Friday 17 December 2010

Schubert's B flat sonata D 960 is definitely one of my top works for listening to. I got to know it decades ago via an LP with Clifford Curzon. I now have thirteen recordings of the piece which is, for me, at the very peak of piano sonatas. Recently The Gramophone magazine ran a brief survey of the 113 (!) known recordings. That by Wilhelm Kempff came out top, so I took it off the shelf and listened to it again. For my taste, it's very good but with a slight air of routine; it doesn't sound as if it were that special a piece for Kempff on that day. Curzon is still very good (especially in the second movement) but, for me, his playing of the piece is too studied and too precious, and he does not make the all-important (for me) exposition repeat in the first movement.

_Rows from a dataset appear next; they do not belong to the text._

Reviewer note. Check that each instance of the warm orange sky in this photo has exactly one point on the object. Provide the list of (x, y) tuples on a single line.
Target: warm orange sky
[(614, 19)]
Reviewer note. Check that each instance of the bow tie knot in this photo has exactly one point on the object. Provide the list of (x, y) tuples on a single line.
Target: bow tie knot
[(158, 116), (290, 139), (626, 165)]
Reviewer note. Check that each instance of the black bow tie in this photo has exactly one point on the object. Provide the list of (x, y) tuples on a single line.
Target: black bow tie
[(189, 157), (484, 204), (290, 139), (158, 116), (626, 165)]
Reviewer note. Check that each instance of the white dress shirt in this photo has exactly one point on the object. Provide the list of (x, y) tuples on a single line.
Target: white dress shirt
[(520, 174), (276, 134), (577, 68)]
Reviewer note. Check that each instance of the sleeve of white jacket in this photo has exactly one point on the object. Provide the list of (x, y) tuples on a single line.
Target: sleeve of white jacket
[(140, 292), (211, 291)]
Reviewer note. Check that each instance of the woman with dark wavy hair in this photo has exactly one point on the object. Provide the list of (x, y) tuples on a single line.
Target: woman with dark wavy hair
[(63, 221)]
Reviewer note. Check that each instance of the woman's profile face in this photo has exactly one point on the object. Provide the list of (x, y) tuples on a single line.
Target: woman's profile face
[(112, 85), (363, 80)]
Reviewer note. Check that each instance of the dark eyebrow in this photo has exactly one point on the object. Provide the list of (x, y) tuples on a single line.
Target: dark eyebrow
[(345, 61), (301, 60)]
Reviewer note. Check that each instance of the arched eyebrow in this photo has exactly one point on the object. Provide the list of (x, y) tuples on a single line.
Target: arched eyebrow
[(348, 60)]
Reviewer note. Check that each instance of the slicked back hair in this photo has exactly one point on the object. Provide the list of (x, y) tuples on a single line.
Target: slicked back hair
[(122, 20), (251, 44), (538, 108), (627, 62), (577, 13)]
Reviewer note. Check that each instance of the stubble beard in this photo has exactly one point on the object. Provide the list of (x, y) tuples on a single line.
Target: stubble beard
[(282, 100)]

I have previously praised the recording by Leif Ove Andsnes so I took that off the shelf. I still like it very much. Andsnes plays with a simplicity and naturalness that makes one imagine Schubert is in the room. Much of the music is resigned and world-weary and does not need elaborate pointing by the pianist. Andsnes makes the first movement repeat (as does Richter) and I think it is very necessary for the overall form of the work (presumably so did Schubert, which is why he wrote some extra bars as lead-in to the repeat). I must go back to Richter (a performance in Moscow that I like) and also re-sample the recording by "Joyce Hatto" -- who was actually playing I know not, but I remember liking the performance a few years ago.